There is an exclusive right for an original author to "prepare a derivative work," but there is no exclusive right to distribute a derivative work. The Copyright Act is absolutely silent concerning the "distribution of derivative works." It's left to contract law to control the distribution of derivative works.
Now things get worse. Unilateral permissions do not require privity. "Binding legal forms" do require privity. It is obvious IBM is attempting to solve the privity problem by describing the GPL as a "public covenant." "Public trusts" do not require privity.
Even if privity were granted, things get worse yet. The GPL purports to restrict the exclusive rights of the "pre-existing" owner(s) in a derivative work from authorizing a new derivative work by "bargaining for permissions" from new "contributing" authors in a continuous sequence of new derivative works (ad infinitum). Remember the phrase "You must cause any work that you distribute...to be licensed" in the GPL sec 2(b)?
The interpretation of "binding legal forms" is left to state action for enforcement. So this "binding legal form" is clearly an attempt to create a "new right against the world" concerning copyrights.

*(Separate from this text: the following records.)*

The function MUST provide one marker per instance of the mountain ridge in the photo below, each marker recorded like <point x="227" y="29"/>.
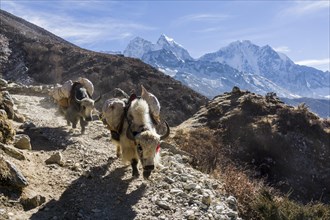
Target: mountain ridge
<point x="265" y="68"/>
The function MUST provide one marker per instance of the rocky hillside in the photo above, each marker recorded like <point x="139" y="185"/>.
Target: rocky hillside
<point x="33" y="56"/>
<point x="50" y="171"/>
<point x="288" y="146"/>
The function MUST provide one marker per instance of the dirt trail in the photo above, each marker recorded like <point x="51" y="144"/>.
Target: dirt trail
<point x="91" y="178"/>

The FSF calls this new right "copyleft." The attempt to create a "new right against the world" enforced under state action because of the "binding legal form" triggers preemption by sec. 301. This legal principle of preemption is clearly described in ProCD Inc v Zeidenberg, 86 F.3d 1447 (7th Cir.).

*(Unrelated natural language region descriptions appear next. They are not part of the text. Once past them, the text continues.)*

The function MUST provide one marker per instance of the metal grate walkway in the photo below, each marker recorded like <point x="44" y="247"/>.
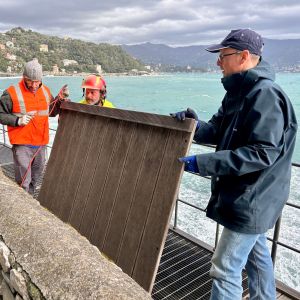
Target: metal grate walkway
<point x="183" y="272"/>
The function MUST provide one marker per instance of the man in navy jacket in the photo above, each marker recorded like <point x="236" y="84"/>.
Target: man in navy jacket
<point x="254" y="131"/>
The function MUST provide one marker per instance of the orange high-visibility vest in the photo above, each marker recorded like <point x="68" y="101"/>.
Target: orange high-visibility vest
<point x="36" y="132"/>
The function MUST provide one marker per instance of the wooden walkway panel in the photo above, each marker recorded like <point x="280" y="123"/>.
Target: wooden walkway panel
<point x="114" y="175"/>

When SCO's attorney Mark Heise said copyright law "preempted" the GPL and only allowed "one copy" he was being somewhat vague. He wasn't referring to the "number of copies," he was referring to the "number of successors." SCO is indeed correct that the GPL is invalid.
Promissory estoppal will keep everyone from suing each other short-term but Linux cannot be distributed under any kind of "viral license" for future development. All those enterprise users will be stuck with the version of Linux they are now running with no way to repair or upgrade because the license is fatally flawed. "Copyleft is not possible."
A quick check by a competent attorney with the citations above will quickly confirm the accuracy of these conclusions.